OK, I'm trying to improve performance by replacing some join queries with stats, but struggling on a filter.
I have the below query, two source types where the common field between events is 'Correlator' . In source_one I have fields 'Correlator', 'sysplex' and 'servername'.
In source_detail I have 'Correlator', 'sysplex' and multiple other fields, the one for this data is Sample_NAME. 'servername' in source_one could have multiple values and I want to filter on a match so search servername=xyz*
I've tried a number of ways and I can't seem to manage to limit results to a filter on 'servername' without losing everything else, 'sysplex' which is in both sourcetypes filters just fine.
Any thoughts would be appreciated.
index=my_index sourcetype=source_one OR sourcetype=source_detail sysplex=ABC* | stats values(SAMPLE_NAME) AS SampleName values(SAMPLE_TIME) AS SampleTime by Correlator,SampleTime | eval _time=strptime(SampleTime,"%Y-%m-%d %H:%M:%S.%N") | timechart span=1m count by SampleName
I don't understand your stats
|stats values(SAMPLE_NAME) AS SampleName values(SAMPLE_TIME) AS SampleTime by Correlator,SampleTime
You have values(SAMPLE_TIME) as SampleTime which you are trying to split by the same field (SampleTime) again.
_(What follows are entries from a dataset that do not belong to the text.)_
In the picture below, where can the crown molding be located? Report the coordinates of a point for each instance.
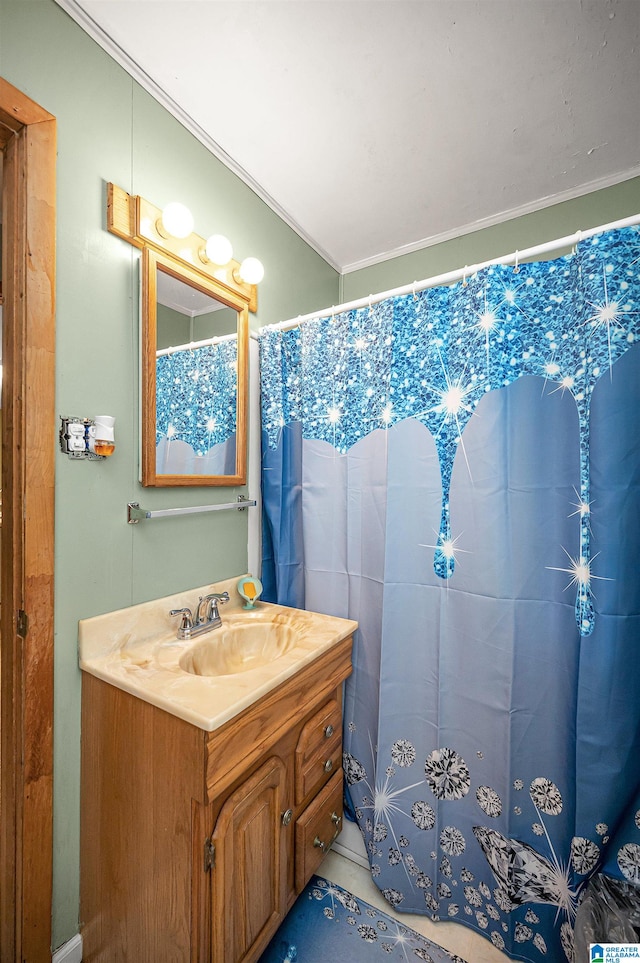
(495, 219)
(115, 51)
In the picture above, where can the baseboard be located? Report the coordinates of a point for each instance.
(71, 952)
(351, 845)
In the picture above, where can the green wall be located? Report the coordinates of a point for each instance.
(109, 129)
(559, 220)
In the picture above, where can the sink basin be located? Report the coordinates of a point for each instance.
(238, 648)
(209, 680)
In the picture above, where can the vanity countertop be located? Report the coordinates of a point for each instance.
(136, 649)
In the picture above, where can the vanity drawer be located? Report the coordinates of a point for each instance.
(316, 829)
(319, 750)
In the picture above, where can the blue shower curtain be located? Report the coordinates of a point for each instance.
(459, 470)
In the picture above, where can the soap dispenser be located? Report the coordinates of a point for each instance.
(250, 589)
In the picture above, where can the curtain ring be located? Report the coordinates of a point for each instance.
(577, 241)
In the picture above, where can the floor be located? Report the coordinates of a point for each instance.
(453, 937)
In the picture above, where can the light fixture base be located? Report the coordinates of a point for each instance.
(135, 220)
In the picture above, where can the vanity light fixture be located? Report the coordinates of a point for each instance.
(136, 220)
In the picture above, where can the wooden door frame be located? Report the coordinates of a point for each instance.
(28, 139)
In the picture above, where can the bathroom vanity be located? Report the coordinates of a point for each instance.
(208, 801)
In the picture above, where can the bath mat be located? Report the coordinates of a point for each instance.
(327, 924)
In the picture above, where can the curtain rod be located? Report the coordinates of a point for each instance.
(191, 345)
(451, 276)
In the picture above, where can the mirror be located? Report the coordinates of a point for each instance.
(195, 339)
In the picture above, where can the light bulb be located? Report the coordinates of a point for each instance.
(218, 249)
(177, 220)
(251, 270)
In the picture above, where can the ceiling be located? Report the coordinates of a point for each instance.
(376, 128)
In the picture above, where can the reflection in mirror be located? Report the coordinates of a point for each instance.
(194, 378)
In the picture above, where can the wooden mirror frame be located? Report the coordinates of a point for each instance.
(152, 261)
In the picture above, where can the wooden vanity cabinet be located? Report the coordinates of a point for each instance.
(194, 845)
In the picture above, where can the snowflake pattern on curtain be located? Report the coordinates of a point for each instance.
(433, 355)
(476, 806)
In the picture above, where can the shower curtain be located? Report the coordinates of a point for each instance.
(459, 470)
(196, 391)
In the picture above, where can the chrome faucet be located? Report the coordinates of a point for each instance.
(207, 616)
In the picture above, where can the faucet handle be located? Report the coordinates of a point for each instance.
(212, 601)
(186, 622)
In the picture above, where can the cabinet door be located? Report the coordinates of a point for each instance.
(250, 870)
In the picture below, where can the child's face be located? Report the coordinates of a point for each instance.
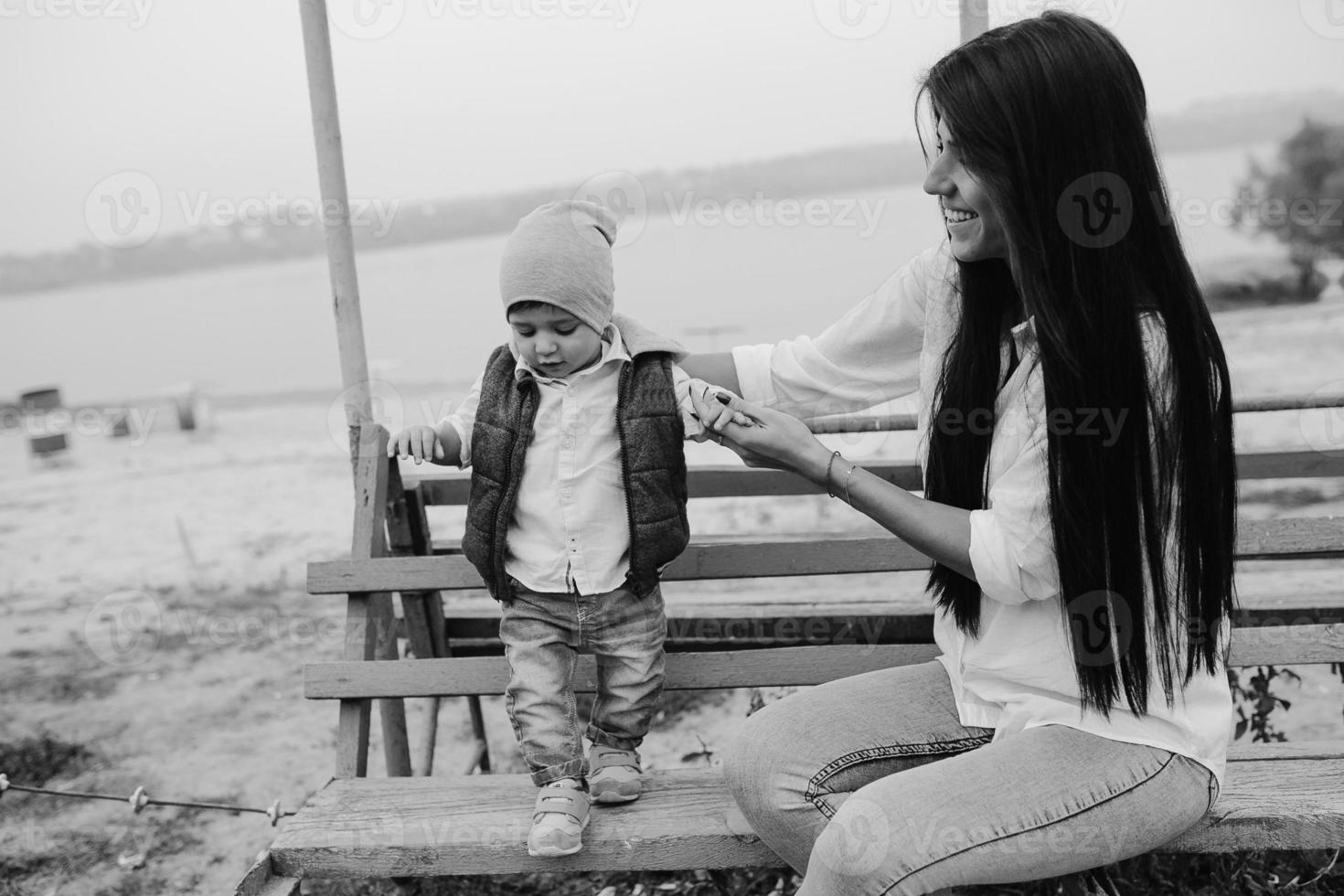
(552, 340)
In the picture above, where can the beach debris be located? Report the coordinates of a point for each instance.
(131, 860)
Its hard to understand your requirement, but your usage of SampleTime is the stats is a bit like doing something like
|stats values(host) by source,host
Is it possible to get an extract of your data and the desired output?
In your primary search you are doing
index=my_index sourcetype=source_one OR sourcetype=source_detail sysplex=ABC*
How have you tried to filter for servername=xyz*? If you use brackets you should be able to filter your results with a servername match, i.e.
index=my_index ((sourcetype=source_one servername=xyz*) OR sourcetype=source_detail) sysplex=ABC*
As for the rest of the search, there is no point in doing values(SampleTime) as you are splitting by time anyway
| stats values(SAMPLE_NAME) AS SampleName by Correlator, SampleTime
| eval _time=strptime(SampleTime,"%Y-%m-%d %H:%M:%S.%N")
| timechart span=1m count by SampleName
However, your original post is not clear on a couple of points
Is SampleTime in both sources?
What are you actually wanting to count? Is it the count of source1+source2 rows for each Correlator?
When you filter by servername in source1, do you then want that to exclude all source2 events where there is no common Correlator? You are not carrying any source1 fields through the stats command, so you cannot exclude the source2 events, so you would have to carry servername through, e.g. with
| stats values(servername) as servername....
Then post the stats you can do
| where match(servername,"^xyz")
to filter out source2 results where there is no common Correlator for the servername events you want
Thanks,
SampleTime is only in source_detail.
The common field is Correlator and I only want events where the Correlator is for servername=xyz*.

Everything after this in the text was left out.